Pitching Deaf and Winning

Pitching Deaf and Winning

Steve’s breakdown: I’m sure many of you heard about the deaf high school football team that won its division title. It was so big NBC News, The Huffington Post and Sports Illustrated covered it.

We saw it too and it made us think. What if your new business team did the same thing? What if they stopped listening to the crowd and worrying about what the other team was going to do? What if they were so focused that you could think and execute quicker than the competition every time?

This is a major component to the philosophy of The Ratti Report and our services and we hope you’ll think about the possibilities.

Have a Happy & Prosperous 2013!

FREMONT, CA: A Bay Area deaf football team proved naysayers wrong this season by clinching their league title despite what seemed to some to be overwhelming disadvantages.

The California School for the Deaf’s Eagles finished 10-2 this season and won the North Central II- Bay League title along with setting a single-season record for wins. They said their being deaf actually gave them an advantage on the field.

“Some might call us disabled, but that can be extra motivation for us,” quarterback Carlos Lopez told the Oakland Tribune. “Some of us might feel hurt or angry (by that), but when it comes time to play the game, we prove them wrong and we earn their respect.”

The team uses a combination of sign language and color-coded boards to call plays. The 19 players are smaller than their opponents, but make up for it by running a no-huddle offense that exhausts the other team.

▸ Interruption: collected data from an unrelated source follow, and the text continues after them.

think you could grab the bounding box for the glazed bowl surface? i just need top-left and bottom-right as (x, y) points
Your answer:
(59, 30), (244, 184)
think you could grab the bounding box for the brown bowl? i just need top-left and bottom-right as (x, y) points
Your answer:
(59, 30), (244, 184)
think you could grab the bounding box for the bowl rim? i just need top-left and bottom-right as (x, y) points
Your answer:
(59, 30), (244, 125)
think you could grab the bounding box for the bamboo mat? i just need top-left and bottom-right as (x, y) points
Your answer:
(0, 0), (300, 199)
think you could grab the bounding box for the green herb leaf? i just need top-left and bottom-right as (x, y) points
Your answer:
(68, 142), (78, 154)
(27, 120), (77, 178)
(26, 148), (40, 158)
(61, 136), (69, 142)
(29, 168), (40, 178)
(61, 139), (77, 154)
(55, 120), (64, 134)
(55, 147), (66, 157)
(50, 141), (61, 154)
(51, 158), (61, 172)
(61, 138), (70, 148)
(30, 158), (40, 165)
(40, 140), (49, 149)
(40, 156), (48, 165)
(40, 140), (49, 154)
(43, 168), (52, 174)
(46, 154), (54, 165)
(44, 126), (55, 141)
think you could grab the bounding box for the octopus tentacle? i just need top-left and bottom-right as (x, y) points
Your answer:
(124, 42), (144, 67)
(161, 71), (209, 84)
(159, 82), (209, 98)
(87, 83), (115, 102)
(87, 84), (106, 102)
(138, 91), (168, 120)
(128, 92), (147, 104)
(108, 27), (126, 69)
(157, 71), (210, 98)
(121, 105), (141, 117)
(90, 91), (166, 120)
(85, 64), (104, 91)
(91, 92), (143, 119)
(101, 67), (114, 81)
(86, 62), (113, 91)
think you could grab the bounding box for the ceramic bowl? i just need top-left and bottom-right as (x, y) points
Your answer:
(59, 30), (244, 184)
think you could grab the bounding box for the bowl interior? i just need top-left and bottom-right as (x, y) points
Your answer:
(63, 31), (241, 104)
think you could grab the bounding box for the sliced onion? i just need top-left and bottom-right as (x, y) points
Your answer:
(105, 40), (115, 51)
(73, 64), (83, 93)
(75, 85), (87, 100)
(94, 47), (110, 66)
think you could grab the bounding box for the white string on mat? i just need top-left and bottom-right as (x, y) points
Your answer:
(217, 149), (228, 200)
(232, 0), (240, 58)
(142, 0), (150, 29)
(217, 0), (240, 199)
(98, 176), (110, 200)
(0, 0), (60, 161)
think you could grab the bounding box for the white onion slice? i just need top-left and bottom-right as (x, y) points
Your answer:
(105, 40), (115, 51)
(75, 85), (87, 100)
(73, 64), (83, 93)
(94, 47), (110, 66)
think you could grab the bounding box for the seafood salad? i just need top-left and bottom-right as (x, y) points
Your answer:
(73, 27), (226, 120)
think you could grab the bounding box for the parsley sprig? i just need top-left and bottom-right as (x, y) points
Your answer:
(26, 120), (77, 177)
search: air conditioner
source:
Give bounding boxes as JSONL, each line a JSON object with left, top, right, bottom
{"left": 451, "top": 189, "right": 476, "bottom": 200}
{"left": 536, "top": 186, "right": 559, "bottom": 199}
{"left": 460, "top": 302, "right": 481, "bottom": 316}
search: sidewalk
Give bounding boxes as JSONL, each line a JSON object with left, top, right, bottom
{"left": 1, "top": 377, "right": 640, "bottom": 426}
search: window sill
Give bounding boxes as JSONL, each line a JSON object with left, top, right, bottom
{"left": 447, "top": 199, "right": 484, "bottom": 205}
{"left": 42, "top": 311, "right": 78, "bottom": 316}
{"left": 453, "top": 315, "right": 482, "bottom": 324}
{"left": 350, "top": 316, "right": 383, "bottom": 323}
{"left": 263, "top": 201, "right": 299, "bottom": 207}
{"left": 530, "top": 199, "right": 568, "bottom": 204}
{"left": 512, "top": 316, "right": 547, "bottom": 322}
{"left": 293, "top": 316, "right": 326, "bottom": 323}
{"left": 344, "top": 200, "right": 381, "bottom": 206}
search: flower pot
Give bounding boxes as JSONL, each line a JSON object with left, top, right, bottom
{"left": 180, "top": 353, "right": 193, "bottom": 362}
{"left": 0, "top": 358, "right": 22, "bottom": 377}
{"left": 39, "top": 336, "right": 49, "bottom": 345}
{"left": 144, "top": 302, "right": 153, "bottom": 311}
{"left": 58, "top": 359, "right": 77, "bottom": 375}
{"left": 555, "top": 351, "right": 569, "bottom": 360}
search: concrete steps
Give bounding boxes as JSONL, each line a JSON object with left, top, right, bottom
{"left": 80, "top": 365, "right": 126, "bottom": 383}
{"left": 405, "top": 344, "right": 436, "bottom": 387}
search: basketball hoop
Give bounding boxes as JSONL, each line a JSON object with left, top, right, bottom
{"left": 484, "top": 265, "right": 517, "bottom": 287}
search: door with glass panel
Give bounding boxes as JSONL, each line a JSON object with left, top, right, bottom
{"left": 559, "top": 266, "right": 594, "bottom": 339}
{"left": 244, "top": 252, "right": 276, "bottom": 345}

“Our goal is to get off a play within seven seconds after a referee spots the ball,” Coach Warren Keller told the Mercury News. “We try to get off so many snaps that it’s like playing two games in one day.”

The strategy worked: the team racked up 349 points in 11 games, averaging about 32 points a game, and won their first league title since 2002. It was only their second title since 1991.

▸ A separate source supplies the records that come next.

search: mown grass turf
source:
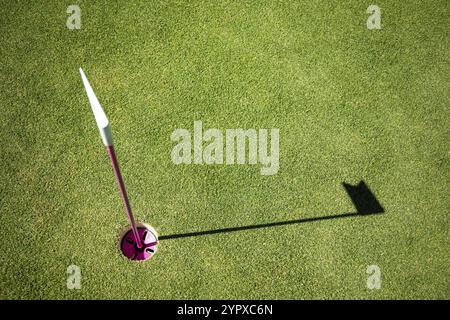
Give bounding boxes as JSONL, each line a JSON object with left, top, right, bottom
{"left": 0, "top": 0, "right": 448, "bottom": 299}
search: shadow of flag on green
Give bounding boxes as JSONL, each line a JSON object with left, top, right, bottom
{"left": 342, "top": 181, "right": 384, "bottom": 215}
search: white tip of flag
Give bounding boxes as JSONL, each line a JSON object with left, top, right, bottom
{"left": 79, "top": 67, "right": 109, "bottom": 129}
{"left": 80, "top": 67, "right": 113, "bottom": 146}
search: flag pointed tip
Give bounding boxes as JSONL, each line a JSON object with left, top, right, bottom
{"left": 79, "top": 67, "right": 110, "bottom": 129}
{"left": 79, "top": 67, "right": 114, "bottom": 146}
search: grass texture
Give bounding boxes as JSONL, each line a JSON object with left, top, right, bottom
{"left": 0, "top": 0, "right": 448, "bottom": 299}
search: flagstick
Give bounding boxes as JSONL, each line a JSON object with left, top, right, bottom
{"left": 106, "top": 145, "right": 143, "bottom": 249}
{"left": 80, "top": 67, "right": 143, "bottom": 250}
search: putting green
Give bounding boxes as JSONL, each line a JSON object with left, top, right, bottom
{"left": 0, "top": 1, "right": 448, "bottom": 299}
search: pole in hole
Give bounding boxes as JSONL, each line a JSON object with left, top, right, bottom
{"left": 80, "top": 67, "right": 158, "bottom": 261}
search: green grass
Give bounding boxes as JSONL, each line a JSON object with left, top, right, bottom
{"left": 0, "top": 0, "right": 448, "bottom": 299}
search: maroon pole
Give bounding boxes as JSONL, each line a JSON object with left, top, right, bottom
{"left": 106, "top": 145, "right": 143, "bottom": 249}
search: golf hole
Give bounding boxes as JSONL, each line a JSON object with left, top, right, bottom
{"left": 119, "top": 224, "right": 158, "bottom": 261}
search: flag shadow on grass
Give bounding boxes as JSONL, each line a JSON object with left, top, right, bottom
{"left": 159, "top": 180, "right": 384, "bottom": 241}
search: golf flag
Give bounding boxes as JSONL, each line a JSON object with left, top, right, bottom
{"left": 79, "top": 67, "right": 157, "bottom": 260}
{"left": 79, "top": 68, "right": 114, "bottom": 146}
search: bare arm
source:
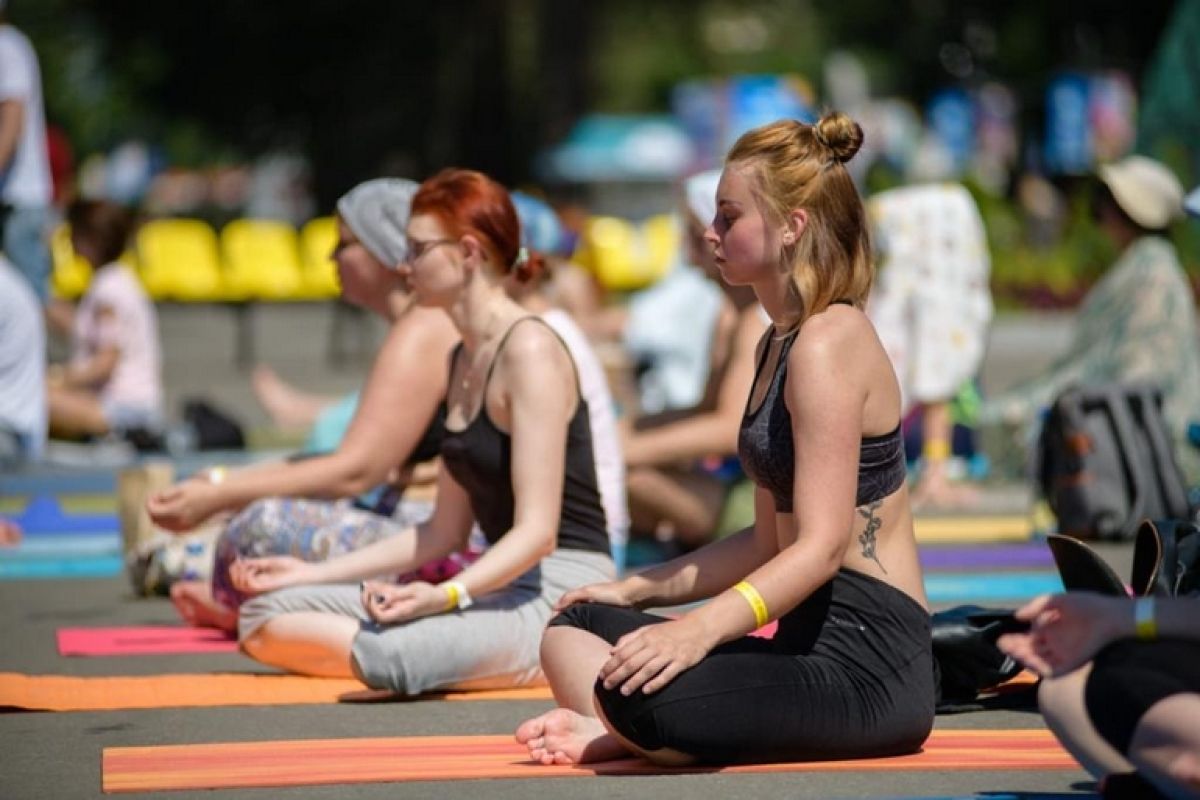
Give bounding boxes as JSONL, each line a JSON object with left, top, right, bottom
{"left": 0, "top": 99, "right": 22, "bottom": 172}
{"left": 623, "top": 307, "right": 766, "bottom": 466}
{"left": 681, "top": 315, "right": 863, "bottom": 647}
{"left": 449, "top": 324, "right": 577, "bottom": 600}
{"left": 147, "top": 307, "right": 457, "bottom": 530}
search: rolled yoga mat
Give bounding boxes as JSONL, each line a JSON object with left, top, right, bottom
{"left": 101, "top": 729, "right": 1077, "bottom": 793}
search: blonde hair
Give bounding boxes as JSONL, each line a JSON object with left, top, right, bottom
{"left": 726, "top": 111, "right": 872, "bottom": 328}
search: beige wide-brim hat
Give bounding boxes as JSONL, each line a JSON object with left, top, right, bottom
{"left": 1097, "top": 155, "right": 1184, "bottom": 230}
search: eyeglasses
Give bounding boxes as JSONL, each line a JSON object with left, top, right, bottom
{"left": 406, "top": 237, "right": 459, "bottom": 262}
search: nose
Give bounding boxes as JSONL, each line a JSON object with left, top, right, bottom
{"left": 703, "top": 224, "right": 719, "bottom": 248}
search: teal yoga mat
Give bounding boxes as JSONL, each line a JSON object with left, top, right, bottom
{"left": 0, "top": 555, "right": 123, "bottom": 579}
{"left": 924, "top": 571, "right": 1063, "bottom": 602}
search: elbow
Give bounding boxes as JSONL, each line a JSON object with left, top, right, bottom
{"left": 327, "top": 458, "right": 381, "bottom": 497}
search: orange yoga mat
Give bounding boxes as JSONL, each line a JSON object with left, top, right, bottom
{"left": 102, "top": 729, "right": 1076, "bottom": 793}
{"left": 0, "top": 672, "right": 552, "bottom": 712}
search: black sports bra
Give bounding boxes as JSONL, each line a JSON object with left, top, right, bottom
{"left": 737, "top": 327, "right": 906, "bottom": 513}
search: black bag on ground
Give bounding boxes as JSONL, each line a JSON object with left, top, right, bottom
{"left": 931, "top": 605, "right": 1027, "bottom": 709}
{"left": 1037, "top": 384, "right": 1192, "bottom": 541}
{"left": 183, "top": 399, "right": 246, "bottom": 451}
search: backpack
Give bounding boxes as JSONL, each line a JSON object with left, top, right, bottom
{"left": 1037, "top": 384, "right": 1192, "bottom": 541}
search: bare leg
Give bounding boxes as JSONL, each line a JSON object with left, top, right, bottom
{"left": 515, "top": 626, "right": 628, "bottom": 764}
{"left": 170, "top": 580, "right": 238, "bottom": 633}
{"left": 1128, "top": 693, "right": 1200, "bottom": 800}
{"left": 47, "top": 386, "right": 110, "bottom": 438}
{"left": 1039, "top": 666, "right": 1133, "bottom": 779}
{"left": 251, "top": 366, "right": 340, "bottom": 430}
{"left": 626, "top": 467, "right": 725, "bottom": 548}
{"left": 239, "top": 612, "right": 360, "bottom": 678}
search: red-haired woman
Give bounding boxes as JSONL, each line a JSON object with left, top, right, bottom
{"left": 230, "top": 169, "right": 615, "bottom": 694}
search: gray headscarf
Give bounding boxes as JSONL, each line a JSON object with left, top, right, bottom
{"left": 335, "top": 178, "right": 419, "bottom": 268}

Keller said the team does is not all that different from any other football team, and opposing coaches agreed.

“They’re one of the most disciplined teams we play,” said Gary Galloway of Petaluma’s St. Vincent de Paul. “It might be because of the focus they have to have (as deaf players). It was amazing to see how excited they were to play the game.”

The team finished second place Tuesday in a contest to win a $25,000 grant at Sports Illustrated’s Sportsman of the Year Ceremony. They were one of 10 teams vying for the honor.

They were named the National Deaf Prep Football Champion by the National Deaf Interscholastic Athletic Association.